"Pinocchio in Benedetto Croce" di Giuseppe Cantele
Tra il 1903 e il 1904 Benedetto Croce scrisse i suoi "Saggi critici" su "La letteratura della nuova Italia", cioè quella letteratura fiorita dopo il 1860, vale a dire dopo l'auspicato compimento dell'unità della Nazione. L'opera, pubblicata in cinque volumi da Giuseppe Laterza, conobbe vasta fortuna e non mancò di suscitare ampio ed elevato dibattito.

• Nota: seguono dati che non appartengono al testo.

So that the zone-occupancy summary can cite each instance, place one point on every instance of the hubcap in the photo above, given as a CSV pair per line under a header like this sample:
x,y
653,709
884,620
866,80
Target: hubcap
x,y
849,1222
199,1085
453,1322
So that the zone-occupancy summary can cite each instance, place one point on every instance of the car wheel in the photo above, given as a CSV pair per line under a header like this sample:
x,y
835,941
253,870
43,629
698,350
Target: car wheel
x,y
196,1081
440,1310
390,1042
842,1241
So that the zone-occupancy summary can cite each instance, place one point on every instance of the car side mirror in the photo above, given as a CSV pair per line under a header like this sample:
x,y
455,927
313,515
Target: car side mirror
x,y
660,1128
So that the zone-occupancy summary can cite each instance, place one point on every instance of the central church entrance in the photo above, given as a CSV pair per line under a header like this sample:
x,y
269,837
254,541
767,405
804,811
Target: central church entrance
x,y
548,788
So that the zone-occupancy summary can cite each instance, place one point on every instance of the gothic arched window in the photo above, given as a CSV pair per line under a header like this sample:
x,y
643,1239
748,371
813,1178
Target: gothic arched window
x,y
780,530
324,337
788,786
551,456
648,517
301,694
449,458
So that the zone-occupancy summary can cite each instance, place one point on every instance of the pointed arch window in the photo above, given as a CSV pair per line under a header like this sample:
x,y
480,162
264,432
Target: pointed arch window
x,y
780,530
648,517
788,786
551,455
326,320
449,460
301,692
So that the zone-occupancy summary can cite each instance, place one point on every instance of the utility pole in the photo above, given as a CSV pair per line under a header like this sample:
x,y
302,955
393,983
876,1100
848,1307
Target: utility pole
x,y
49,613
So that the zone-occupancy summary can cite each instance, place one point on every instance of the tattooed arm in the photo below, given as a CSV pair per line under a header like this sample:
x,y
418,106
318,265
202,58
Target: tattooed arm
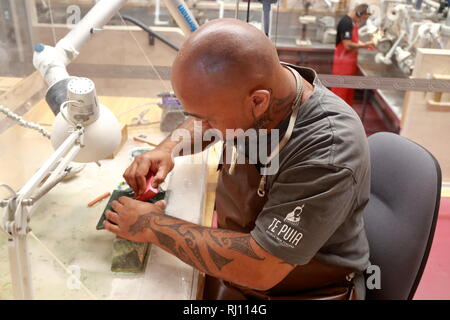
x,y
225,254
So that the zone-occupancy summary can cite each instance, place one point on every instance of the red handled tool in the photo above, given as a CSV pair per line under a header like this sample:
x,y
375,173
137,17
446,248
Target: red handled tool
x,y
149,192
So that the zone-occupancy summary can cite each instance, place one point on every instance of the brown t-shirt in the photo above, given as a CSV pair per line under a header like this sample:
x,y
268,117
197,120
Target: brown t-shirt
x,y
317,197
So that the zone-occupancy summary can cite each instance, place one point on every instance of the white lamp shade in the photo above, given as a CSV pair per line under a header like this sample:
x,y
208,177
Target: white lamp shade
x,y
101,138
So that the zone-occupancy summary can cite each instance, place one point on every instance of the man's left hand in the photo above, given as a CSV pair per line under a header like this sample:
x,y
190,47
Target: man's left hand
x,y
130,219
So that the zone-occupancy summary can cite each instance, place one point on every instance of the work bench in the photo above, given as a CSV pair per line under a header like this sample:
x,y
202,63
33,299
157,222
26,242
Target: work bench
x,y
64,238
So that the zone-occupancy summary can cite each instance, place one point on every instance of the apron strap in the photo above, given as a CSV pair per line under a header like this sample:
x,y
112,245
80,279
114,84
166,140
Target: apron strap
x,y
295,109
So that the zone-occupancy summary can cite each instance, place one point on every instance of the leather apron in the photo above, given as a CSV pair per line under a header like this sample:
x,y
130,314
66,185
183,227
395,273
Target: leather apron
x,y
238,204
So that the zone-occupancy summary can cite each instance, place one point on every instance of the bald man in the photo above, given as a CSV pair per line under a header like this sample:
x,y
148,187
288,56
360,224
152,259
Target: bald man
x,y
294,233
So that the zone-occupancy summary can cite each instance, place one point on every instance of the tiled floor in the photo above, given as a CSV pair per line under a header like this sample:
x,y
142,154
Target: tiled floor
x,y
435,283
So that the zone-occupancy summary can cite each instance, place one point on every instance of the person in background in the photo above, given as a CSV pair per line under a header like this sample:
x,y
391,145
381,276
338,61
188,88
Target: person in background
x,y
347,45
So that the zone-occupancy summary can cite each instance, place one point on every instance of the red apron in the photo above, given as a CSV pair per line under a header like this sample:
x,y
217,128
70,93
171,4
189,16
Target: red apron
x,y
345,63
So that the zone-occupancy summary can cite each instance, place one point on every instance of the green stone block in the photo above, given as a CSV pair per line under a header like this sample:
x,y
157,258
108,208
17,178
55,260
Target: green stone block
x,y
129,256
126,193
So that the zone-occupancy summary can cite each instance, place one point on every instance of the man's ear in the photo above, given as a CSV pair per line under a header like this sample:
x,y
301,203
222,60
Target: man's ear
x,y
260,101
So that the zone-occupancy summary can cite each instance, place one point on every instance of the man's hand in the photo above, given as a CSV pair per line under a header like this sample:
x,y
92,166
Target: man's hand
x,y
157,161
130,218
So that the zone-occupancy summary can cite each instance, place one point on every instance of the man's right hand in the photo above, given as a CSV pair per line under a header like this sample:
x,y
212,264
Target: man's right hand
x,y
157,161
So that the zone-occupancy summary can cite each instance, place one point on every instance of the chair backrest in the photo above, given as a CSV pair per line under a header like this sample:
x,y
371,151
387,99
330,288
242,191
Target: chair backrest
x,y
401,215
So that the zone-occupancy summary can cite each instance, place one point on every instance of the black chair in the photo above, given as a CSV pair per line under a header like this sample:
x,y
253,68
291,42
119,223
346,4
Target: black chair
x,y
401,215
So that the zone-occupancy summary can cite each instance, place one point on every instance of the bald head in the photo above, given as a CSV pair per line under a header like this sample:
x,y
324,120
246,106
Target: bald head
x,y
225,73
226,52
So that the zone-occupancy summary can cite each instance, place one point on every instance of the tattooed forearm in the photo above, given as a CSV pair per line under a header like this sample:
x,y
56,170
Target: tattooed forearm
x,y
240,244
221,253
218,260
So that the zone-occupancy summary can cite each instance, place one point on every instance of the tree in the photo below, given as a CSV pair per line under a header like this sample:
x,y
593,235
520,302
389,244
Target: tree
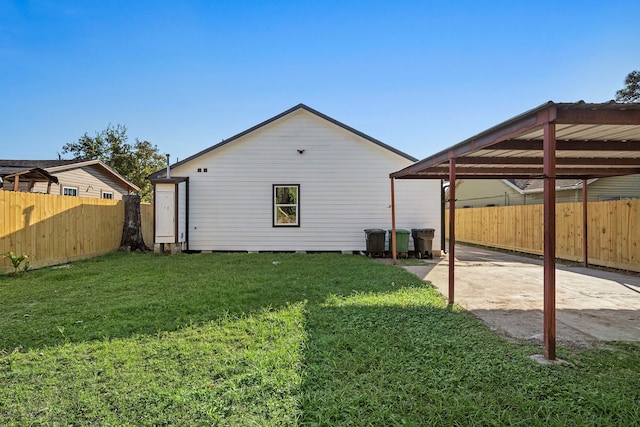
x,y
132,229
134,162
631,93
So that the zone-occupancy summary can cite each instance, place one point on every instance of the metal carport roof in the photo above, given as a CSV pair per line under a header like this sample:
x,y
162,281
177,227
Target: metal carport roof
x,y
552,141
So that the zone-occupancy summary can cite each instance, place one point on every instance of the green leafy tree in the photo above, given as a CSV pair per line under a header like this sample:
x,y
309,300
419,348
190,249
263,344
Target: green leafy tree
x,y
133,161
631,92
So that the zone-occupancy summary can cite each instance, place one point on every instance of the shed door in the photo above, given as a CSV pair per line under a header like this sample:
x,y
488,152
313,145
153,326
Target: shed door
x,y
165,216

Tra i vari saggi trova spazio un breve ma significativo scritto di quattro pagine e poche righe: Pinocchio. Poche righe, che sotto il profilo della critica letteraria possono anche lasciare tutto invariato, com'ebbe a dire nel 1954 Luigi Volpicelli, ma che valsero al già famoso burattino la patente di personaggio della letteratura italiana. Pinocchio è innalzato tra i grandi perché non è solo prodotto pedagogico, tappa tra le tante di una considerevole letteratura per bambini, ma piace agli adulti e piace perché, a dirla col Croce "è un libro umano, e trova le vie del cuore." E nemmeno Guido Gozzano, il grande e ancora poco amato poeta tardo-crepuscolare, trascura di citare ne "La Signorina Felicita" ovvero "Della Felicità", Pinocchio, che diviene metafora dell'io narrante e dell'intera umanità nella misura in cui questa è composta di tanti Pinocchi:
la canzone d'un grillo canterino
mi diceva parole, a poco a poco,
e vedevo Pinocchio e il mio destino...
Da allora molto si è scritto e detto sul burattino di Carlo Lorenzini, basti pensare ai titoli dei brani di critica letteraria sull'argomento: Il paese di Pinocchio, Il padre di Pinocchio, Il cuore di Pinocchio, La funzione catartica del comico in Pinocchio, e così via. E come non bastasse l'analisi puntigliosa di ambienti, tempi, comportamenti del burattino, c'è chi ha parlato di un Collodi regionalista, chi ha fondato un progetto di sistema educativo sulla vita elementare descritta nella favola, o chi ha letto le avventure di Pinocchio in chiave politica. A tal proposito il Croce stesso riporta un significativo brano del Pancrazi, forse l'iniziatore del filone politico del Pinocchio per adulti, il quale afferma: "Non ridete; ma dietro Pinocchio io rivedo la piccola Italia onesta di Re Umberto". Dimenticava il Pancrazi che quella piccola Italia onesta ha ucciso il suo Re?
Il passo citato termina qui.